At first, an effective motion segmentation method to identify the camera motion
in videos captured by moving cameras is explored. Next, action recognition in videos
captured in normal third-person view (perspective) is discussed. Further, the action recognition approaches for first-person (egocentric) views are investigated. First-person videos are often associated with frequent unintended camera motion. This is due to the motion of the head resulting in the motion of the head-mounted cameras (wearable cameras). This is followed by recognition of actions in egocentric videos in a multicamera setting. And lastly, novel feature encoding and subvolume sampling (for “deep” approaches) techniques are explored in the context of action recognition in videos.

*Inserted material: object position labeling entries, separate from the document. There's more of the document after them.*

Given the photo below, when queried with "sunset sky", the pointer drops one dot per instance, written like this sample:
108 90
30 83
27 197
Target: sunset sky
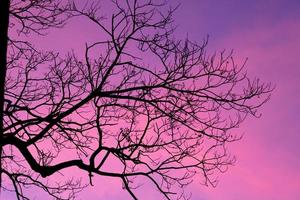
267 32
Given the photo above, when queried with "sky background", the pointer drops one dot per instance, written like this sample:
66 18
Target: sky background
267 32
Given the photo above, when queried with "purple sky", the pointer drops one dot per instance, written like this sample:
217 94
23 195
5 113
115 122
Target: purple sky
268 33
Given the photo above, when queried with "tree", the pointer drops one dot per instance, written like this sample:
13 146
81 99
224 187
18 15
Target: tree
157 109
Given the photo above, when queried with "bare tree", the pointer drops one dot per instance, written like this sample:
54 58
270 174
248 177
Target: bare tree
158 109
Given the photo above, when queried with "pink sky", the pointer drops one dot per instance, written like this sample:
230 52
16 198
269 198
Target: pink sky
267 32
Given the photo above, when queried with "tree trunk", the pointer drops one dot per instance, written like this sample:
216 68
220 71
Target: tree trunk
4 21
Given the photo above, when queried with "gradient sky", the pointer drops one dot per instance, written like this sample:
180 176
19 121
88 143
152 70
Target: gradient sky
268 33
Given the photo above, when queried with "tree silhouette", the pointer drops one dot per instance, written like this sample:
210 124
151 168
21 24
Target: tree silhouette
157 109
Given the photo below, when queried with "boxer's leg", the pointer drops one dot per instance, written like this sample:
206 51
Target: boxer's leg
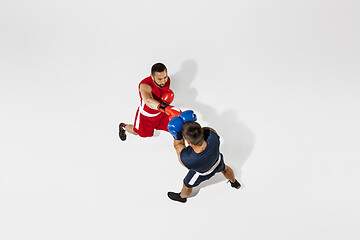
130 129
229 174
185 192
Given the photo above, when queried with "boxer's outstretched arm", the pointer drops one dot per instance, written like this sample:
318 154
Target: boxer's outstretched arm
179 145
146 95
211 129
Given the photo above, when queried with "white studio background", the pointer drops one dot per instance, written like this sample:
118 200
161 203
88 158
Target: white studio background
279 80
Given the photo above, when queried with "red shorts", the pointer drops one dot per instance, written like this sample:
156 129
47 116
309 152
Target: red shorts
144 126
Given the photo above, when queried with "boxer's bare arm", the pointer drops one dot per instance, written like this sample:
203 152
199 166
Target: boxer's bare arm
179 145
146 94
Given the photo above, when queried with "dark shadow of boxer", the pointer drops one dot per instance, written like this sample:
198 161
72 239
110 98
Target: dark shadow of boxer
237 140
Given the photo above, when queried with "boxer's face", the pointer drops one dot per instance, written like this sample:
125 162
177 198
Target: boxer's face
160 78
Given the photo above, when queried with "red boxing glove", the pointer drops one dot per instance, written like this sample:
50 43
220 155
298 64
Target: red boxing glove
168 96
169 110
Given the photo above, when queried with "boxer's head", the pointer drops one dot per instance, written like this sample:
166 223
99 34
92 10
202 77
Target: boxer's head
159 74
193 133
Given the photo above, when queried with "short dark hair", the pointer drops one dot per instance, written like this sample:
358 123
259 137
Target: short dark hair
157 67
193 132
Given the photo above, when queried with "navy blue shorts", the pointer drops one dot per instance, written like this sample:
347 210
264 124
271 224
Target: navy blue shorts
189 181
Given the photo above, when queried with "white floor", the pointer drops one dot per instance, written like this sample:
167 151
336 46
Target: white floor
279 80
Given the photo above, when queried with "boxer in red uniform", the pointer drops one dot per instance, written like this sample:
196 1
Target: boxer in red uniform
154 111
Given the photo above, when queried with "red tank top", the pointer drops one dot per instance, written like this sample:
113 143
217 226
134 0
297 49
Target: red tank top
157 93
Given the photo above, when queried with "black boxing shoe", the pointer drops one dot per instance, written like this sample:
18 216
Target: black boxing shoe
235 184
122 133
176 197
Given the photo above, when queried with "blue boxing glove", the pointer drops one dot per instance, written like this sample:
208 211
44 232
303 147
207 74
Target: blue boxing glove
175 125
187 116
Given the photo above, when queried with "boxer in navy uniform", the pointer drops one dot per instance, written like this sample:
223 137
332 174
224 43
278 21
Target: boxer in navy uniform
202 157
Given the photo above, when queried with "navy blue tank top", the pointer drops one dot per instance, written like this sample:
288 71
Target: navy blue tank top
202 162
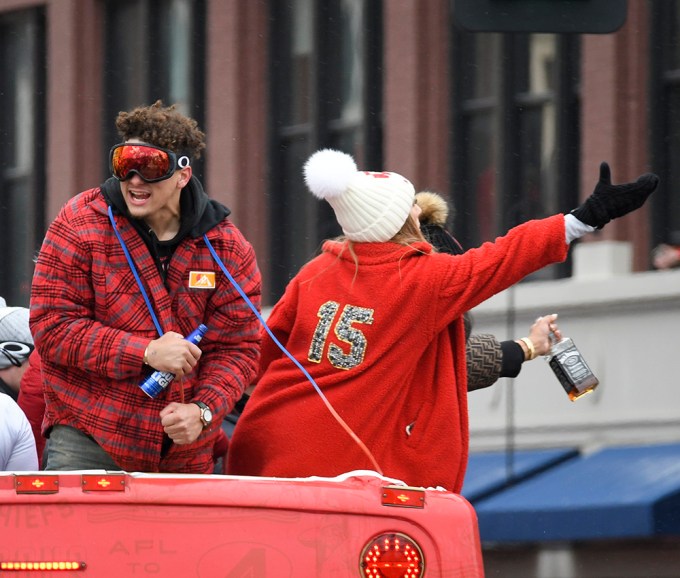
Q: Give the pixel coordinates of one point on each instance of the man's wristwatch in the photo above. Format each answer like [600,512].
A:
[206,413]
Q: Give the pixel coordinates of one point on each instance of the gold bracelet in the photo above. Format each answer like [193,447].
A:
[530,346]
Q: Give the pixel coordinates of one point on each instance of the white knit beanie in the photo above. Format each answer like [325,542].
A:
[371,207]
[16,341]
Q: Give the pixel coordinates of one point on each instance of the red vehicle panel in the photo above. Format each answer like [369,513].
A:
[113,525]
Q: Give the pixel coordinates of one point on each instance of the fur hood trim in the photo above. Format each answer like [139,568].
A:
[434,207]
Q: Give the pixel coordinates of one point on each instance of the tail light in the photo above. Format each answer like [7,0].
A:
[54,566]
[392,555]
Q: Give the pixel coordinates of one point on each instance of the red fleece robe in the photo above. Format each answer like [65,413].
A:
[376,340]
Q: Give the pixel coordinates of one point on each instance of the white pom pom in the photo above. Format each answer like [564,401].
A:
[328,172]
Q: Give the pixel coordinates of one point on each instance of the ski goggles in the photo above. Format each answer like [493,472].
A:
[14,353]
[151,163]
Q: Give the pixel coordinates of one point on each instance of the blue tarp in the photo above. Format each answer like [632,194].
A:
[490,472]
[619,492]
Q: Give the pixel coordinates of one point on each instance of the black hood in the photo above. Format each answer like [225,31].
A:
[199,212]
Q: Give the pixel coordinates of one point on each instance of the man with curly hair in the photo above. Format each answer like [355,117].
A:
[127,270]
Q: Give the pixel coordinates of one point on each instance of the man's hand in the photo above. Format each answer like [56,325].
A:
[171,352]
[182,422]
[612,201]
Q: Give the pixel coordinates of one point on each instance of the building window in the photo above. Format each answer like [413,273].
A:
[155,49]
[22,134]
[665,119]
[515,126]
[326,92]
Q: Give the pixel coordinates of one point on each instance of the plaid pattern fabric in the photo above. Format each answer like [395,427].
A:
[91,326]
[484,359]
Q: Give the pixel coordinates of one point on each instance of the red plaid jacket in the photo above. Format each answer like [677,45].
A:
[91,326]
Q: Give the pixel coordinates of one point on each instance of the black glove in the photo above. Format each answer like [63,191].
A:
[612,201]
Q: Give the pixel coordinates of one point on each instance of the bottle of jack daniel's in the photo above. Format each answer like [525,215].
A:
[571,369]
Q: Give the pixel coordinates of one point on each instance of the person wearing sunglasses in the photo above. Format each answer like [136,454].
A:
[126,271]
[16,345]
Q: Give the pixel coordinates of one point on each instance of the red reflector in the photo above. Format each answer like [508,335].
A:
[404,497]
[105,483]
[392,555]
[54,566]
[36,484]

The first part of the thesis explores two effective segmentation approaches to identify
the motion due to camera. The first approach is based on curve fitting of the motion
trajectories and finding the model which best fits the camera motion model. The curve
fitting approach works when the trajectories generated are smooth enough. To overcome
this drawback and segment trajectories under non-smooth conditions, a second approach
based on trajectory scoring and grouping is proposed. By identifying the instantaneous
dominant background motion and accordingly aggregating the scores (denoting the
“foregroundness”) along the trajectory, the motion that is associated with the camera can
be separated from the motion due to foreground objects. Additionally, the segmentation result has been used to align videos from moving cameras, resulting in videos that seem to be captured by nearly-static cameras.
In the second part of the thesis, recognising actions in normal videos captured from
third-person cameras is investigated. To this end, two kinds of descriptors are explored.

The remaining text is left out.